The saint now turns to the Eastern bishops, a small number of whom still remained faithful. He bestows upon them titles of praise, and expresses his joy at the decisions they had made, and at the Emperor’s repudiation of his former mistake. With Pauline fervour Hilary exclaims that he would remain in exile all his life, if only truth might be preached.

Then, in a chapter which displays alike his knowledge of the Bible and his power of refined sarcasm, he unveils his suspicions concerning Valens and Ursacius. He doubts whether they could have been so inexperienced as to be ignorant of the meaning of the word ὁμοούσιον when they signed the third Sirmian Creed. Furthermore he is obliged to point out a defect in the letter which the Oriental bishops wrote at the Synod of Ancyra. The word ὁμοούσιον is there rejected. The three grounds for such rejection could only be that the word was thought to imply a prior substance, or the teaching of Paul of Samosata, or that the word was not in Scripture. The first two grounds were only illusions, the third was equally fatal to the word ὁμοιούσιον. Those who intelligibly maintained ὁμοούσιον or ὁμοιούσιον , meant the same thing and condemned the same impiety (c. 82). Why should any one wish to decline the word which the Council of Nicæa had used for an end which was unquestionably good? The argument is enforced by the insertion of the Nicene Creed in full. True, the word ὁμοούσιον is quite capable of misconstruction. But the application of this test to the difficult passages in the Bible would lead to the chaos of all belief. The possible abuse of the word does not abolish its use. The authority of the eighty bishops who condemned the Samosatene abuse of it does not affect the authority of the three hundred and eighteen who ratified its Nicene meaning. Hilary adds a statement of great importance. Before he was acquainted with the term he had personally believed what it implied. The term has merely invigorated his previous faith (c. 88, cf. c. 91). In other words, Hilary tells his contemporaries and tells posterity that the word ὁμοούσιον, is Scripture because it is the sense of Scripture, and is truly conservative because it alone adequately preserves the faith of the fathers. The argument is interwoven with a spirited appeal to the Eastern bishops to return to that faith as expressed at Nicæa.

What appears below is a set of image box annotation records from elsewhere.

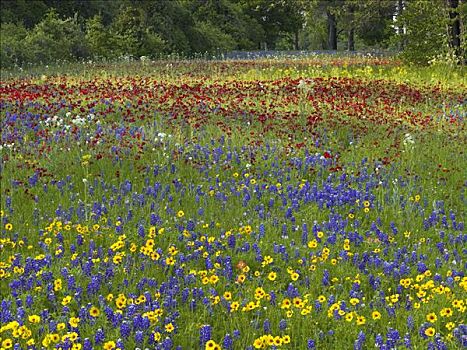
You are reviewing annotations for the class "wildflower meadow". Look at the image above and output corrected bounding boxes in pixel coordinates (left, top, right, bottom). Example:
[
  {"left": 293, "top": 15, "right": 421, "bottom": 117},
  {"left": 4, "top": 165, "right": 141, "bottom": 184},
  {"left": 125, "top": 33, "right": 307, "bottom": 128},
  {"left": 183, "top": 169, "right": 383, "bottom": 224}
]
[{"left": 0, "top": 55, "right": 467, "bottom": 350}]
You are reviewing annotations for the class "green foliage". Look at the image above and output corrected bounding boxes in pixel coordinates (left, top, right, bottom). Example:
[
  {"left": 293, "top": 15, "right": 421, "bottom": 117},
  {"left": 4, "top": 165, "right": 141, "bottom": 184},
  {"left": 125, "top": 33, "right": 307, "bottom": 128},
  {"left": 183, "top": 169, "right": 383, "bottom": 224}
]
[
  {"left": 195, "top": 22, "right": 235, "bottom": 53},
  {"left": 0, "top": 23, "right": 30, "bottom": 67},
  {"left": 26, "top": 10, "right": 88, "bottom": 63},
  {"left": 86, "top": 15, "right": 115, "bottom": 58},
  {"left": 0, "top": 0, "right": 467, "bottom": 67},
  {"left": 400, "top": 0, "right": 448, "bottom": 65}
]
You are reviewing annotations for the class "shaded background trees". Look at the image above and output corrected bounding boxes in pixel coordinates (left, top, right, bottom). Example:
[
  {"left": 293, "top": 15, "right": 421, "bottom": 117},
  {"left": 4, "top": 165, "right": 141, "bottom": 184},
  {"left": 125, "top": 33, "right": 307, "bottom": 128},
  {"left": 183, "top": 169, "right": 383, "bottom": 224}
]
[{"left": 1, "top": 0, "right": 466, "bottom": 66}]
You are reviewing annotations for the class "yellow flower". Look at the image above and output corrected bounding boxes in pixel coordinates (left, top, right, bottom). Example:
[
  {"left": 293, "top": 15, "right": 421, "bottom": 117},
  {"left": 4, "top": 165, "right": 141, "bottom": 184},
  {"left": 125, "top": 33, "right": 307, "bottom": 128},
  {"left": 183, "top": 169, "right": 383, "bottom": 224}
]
[
  {"left": 165, "top": 322, "right": 175, "bottom": 333},
  {"left": 68, "top": 317, "right": 80, "bottom": 328},
  {"left": 357, "top": 316, "right": 366, "bottom": 326},
  {"left": 425, "top": 327, "right": 436, "bottom": 337},
  {"left": 268, "top": 271, "right": 277, "bottom": 281},
  {"left": 89, "top": 306, "right": 101, "bottom": 317},
  {"left": 2, "top": 338, "right": 13, "bottom": 349},
  {"left": 426, "top": 312, "right": 438, "bottom": 323},
  {"left": 290, "top": 272, "right": 300, "bottom": 281},
  {"left": 28, "top": 315, "right": 41, "bottom": 323},
  {"left": 104, "top": 341, "right": 116, "bottom": 350},
  {"left": 253, "top": 338, "right": 263, "bottom": 349},
  {"left": 439, "top": 307, "right": 452, "bottom": 317}
]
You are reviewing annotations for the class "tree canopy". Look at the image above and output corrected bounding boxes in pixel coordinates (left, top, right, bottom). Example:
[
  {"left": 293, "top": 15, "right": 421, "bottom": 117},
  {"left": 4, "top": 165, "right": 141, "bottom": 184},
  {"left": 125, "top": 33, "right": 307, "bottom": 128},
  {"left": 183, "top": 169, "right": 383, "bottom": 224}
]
[{"left": 0, "top": 0, "right": 466, "bottom": 66}]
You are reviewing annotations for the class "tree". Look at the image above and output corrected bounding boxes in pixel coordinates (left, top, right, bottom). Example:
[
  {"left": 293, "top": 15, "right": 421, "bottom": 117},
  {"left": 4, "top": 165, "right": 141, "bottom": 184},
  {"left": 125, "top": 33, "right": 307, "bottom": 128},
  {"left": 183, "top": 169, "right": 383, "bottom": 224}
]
[
  {"left": 447, "top": 0, "right": 461, "bottom": 59},
  {"left": 399, "top": 0, "right": 448, "bottom": 64}
]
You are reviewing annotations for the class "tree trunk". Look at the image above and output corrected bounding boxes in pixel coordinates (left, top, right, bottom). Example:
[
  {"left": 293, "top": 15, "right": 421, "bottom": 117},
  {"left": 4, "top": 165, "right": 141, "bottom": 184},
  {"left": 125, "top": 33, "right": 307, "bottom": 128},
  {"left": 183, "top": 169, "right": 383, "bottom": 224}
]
[
  {"left": 347, "top": 27, "right": 355, "bottom": 51},
  {"left": 448, "top": 0, "right": 462, "bottom": 59},
  {"left": 397, "top": 0, "right": 405, "bottom": 51},
  {"left": 326, "top": 10, "right": 337, "bottom": 50},
  {"left": 347, "top": 6, "right": 355, "bottom": 51}
]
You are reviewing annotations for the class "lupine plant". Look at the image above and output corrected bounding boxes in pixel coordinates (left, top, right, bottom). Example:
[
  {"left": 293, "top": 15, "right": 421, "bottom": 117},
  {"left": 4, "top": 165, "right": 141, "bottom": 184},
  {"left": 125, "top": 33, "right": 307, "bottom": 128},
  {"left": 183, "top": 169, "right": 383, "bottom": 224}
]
[{"left": 0, "top": 57, "right": 467, "bottom": 350}]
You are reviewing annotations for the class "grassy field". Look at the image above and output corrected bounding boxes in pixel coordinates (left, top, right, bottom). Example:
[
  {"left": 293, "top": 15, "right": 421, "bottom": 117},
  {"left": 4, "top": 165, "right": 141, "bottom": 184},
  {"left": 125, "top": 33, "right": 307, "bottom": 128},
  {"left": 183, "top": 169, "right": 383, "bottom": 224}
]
[{"left": 0, "top": 56, "right": 467, "bottom": 350}]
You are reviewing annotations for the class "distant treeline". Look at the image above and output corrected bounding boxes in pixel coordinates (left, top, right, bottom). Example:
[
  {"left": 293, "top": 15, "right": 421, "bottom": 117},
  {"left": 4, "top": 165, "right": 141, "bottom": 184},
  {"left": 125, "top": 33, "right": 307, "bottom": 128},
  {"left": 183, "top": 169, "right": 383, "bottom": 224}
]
[{"left": 0, "top": 0, "right": 466, "bottom": 67}]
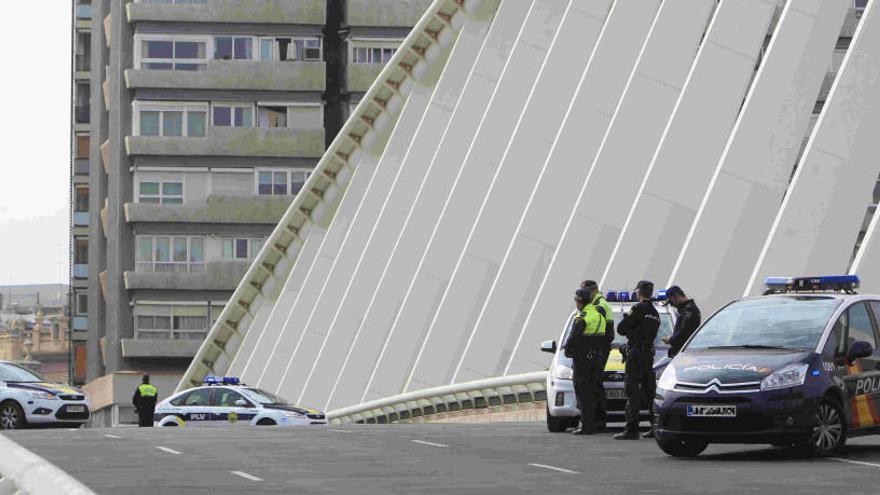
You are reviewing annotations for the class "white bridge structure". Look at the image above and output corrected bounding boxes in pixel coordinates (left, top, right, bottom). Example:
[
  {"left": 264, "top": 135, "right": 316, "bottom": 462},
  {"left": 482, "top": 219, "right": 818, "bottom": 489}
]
[{"left": 180, "top": 0, "right": 880, "bottom": 420}]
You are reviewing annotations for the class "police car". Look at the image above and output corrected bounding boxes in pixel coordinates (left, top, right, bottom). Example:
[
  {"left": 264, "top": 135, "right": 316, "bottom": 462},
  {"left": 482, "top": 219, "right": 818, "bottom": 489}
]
[
  {"left": 153, "top": 376, "right": 327, "bottom": 426},
  {"left": 541, "top": 291, "right": 673, "bottom": 433},
  {"left": 0, "top": 361, "right": 89, "bottom": 430},
  {"left": 654, "top": 276, "right": 880, "bottom": 457}
]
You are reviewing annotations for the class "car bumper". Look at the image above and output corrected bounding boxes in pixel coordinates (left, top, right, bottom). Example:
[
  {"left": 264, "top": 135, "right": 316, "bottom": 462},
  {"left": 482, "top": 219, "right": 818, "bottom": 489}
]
[{"left": 654, "top": 390, "right": 818, "bottom": 444}]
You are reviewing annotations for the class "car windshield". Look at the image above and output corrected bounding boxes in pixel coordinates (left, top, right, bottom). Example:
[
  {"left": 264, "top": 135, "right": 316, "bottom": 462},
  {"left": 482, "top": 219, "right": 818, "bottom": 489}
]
[
  {"left": 686, "top": 296, "right": 840, "bottom": 350},
  {"left": 243, "top": 388, "right": 290, "bottom": 405},
  {"left": 0, "top": 363, "right": 44, "bottom": 383}
]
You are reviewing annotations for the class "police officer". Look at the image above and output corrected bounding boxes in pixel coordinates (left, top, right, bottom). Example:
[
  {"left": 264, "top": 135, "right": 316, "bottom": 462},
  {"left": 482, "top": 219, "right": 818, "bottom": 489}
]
[
  {"left": 660, "top": 285, "right": 702, "bottom": 357},
  {"left": 131, "top": 375, "right": 159, "bottom": 427},
  {"left": 614, "top": 280, "right": 660, "bottom": 440},
  {"left": 563, "top": 289, "right": 605, "bottom": 435},
  {"left": 581, "top": 280, "right": 614, "bottom": 430}
]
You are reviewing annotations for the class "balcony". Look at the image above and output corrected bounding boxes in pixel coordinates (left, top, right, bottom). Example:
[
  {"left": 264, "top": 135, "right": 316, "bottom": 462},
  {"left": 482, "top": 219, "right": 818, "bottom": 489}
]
[
  {"left": 125, "top": 60, "right": 327, "bottom": 92},
  {"left": 124, "top": 260, "right": 251, "bottom": 291},
  {"left": 348, "top": 0, "right": 433, "bottom": 27},
  {"left": 125, "top": 196, "right": 294, "bottom": 225},
  {"left": 73, "top": 211, "right": 89, "bottom": 227},
  {"left": 346, "top": 64, "right": 385, "bottom": 93},
  {"left": 125, "top": 127, "right": 324, "bottom": 158},
  {"left": 126, "top": 0, "right": 324, "bottom": 26},
  {"left": 73, "top": 316, "right": 89, "bottom": 331},
  {"left": 73, "top": 263, "right": 89, "bottom": 278}
]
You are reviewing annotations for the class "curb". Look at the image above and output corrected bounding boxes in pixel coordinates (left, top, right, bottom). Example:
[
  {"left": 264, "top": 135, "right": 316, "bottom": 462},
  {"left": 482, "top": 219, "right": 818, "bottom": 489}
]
[{"left": 0, "top": 435, "right": 95, "bottom": 495}]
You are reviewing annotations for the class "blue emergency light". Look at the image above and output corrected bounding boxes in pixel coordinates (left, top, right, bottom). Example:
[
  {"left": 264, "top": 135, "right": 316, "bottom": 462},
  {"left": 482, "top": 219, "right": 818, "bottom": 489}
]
[{"left": 764, "top": 275, "right": 861, "bottom": 293}]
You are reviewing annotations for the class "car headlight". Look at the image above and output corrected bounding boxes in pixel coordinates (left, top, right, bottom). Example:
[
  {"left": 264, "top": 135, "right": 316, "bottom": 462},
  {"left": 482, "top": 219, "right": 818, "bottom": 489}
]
[
  {"left": 657, "top": 364, "right": 677, "bottom": 390},
  {"left": 761, "top": 363, "right": 810, "bottom": 390},
  {"left": 553, "top": 363, "right": 574, "bottom": 380},
  {"left": 28, "top": 391, "right": 58, "bottom": 400}
]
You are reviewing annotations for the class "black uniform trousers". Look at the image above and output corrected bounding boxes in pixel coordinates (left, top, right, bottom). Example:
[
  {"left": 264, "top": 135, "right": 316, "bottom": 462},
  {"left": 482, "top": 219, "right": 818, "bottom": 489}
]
[
  {"left": 572, "top": 350, "right": 605, "bottom": 430},
  {"left": 624, "top": 348, "right": 657, "bottom": 431}
]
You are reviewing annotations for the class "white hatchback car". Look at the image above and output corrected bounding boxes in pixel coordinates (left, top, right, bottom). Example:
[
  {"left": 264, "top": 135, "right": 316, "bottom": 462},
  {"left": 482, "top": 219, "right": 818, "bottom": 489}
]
[
  {"left": 0, "top": 361, "right": 89, "bottom": 430},
  {"left": 153, "top": 376, "right": 327, "bottom": 426},
  {"left": 541, "top": 291, "right": 674, "bottom": 432}
]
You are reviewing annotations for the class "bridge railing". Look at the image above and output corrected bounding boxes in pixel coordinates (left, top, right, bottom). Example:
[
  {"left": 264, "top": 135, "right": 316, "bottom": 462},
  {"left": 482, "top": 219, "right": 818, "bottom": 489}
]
[{"left": 327, "top": 371, "right": 547, "bottom": 425}]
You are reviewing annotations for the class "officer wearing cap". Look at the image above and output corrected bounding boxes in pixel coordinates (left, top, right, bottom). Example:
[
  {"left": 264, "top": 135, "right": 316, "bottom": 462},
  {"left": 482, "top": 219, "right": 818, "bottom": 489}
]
[
  {"left": 660, "top": 285, "right": 702, "bottom": 357},
  {"left": 614, "top": 280, "right": 660, "bottom": 440},
  {"left": 581, "top": 280, "right": 614, "bottom": 430},
  {"left": 563, "top": 289, "right": 605, "bottom": 435}
]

The last chapter (c. 92) is addressed to the Western bishops. It modestly defends the action of Hilary in writing, and urges a corresponding energy on the part of his readers. The whole concludes with a devout prayer.

The Liber de Synodis, like other works in which Catholicism has endeavoured to be conciliatory, did not pass unchallenged. It satisfied neither the genuine Arian nor the violently orthodox. The notes or fragments which we call Hilary’s Apology throw light upon the latter fact. Hilary has to explain that he had not meant that the Eastern bishops had stated the true faith at Ancyra, and tells his Lord and brother Lucifer that it was against his will that he had mentioned the word ὁμοιούσιον. We must ourselves confess that Hilary puts an interpretation on the meaning of the Eastern formulæ which would have been impossible if he had written after the Synod of Ariminum. Speaking when he did, his arguments were not only pardonable but right.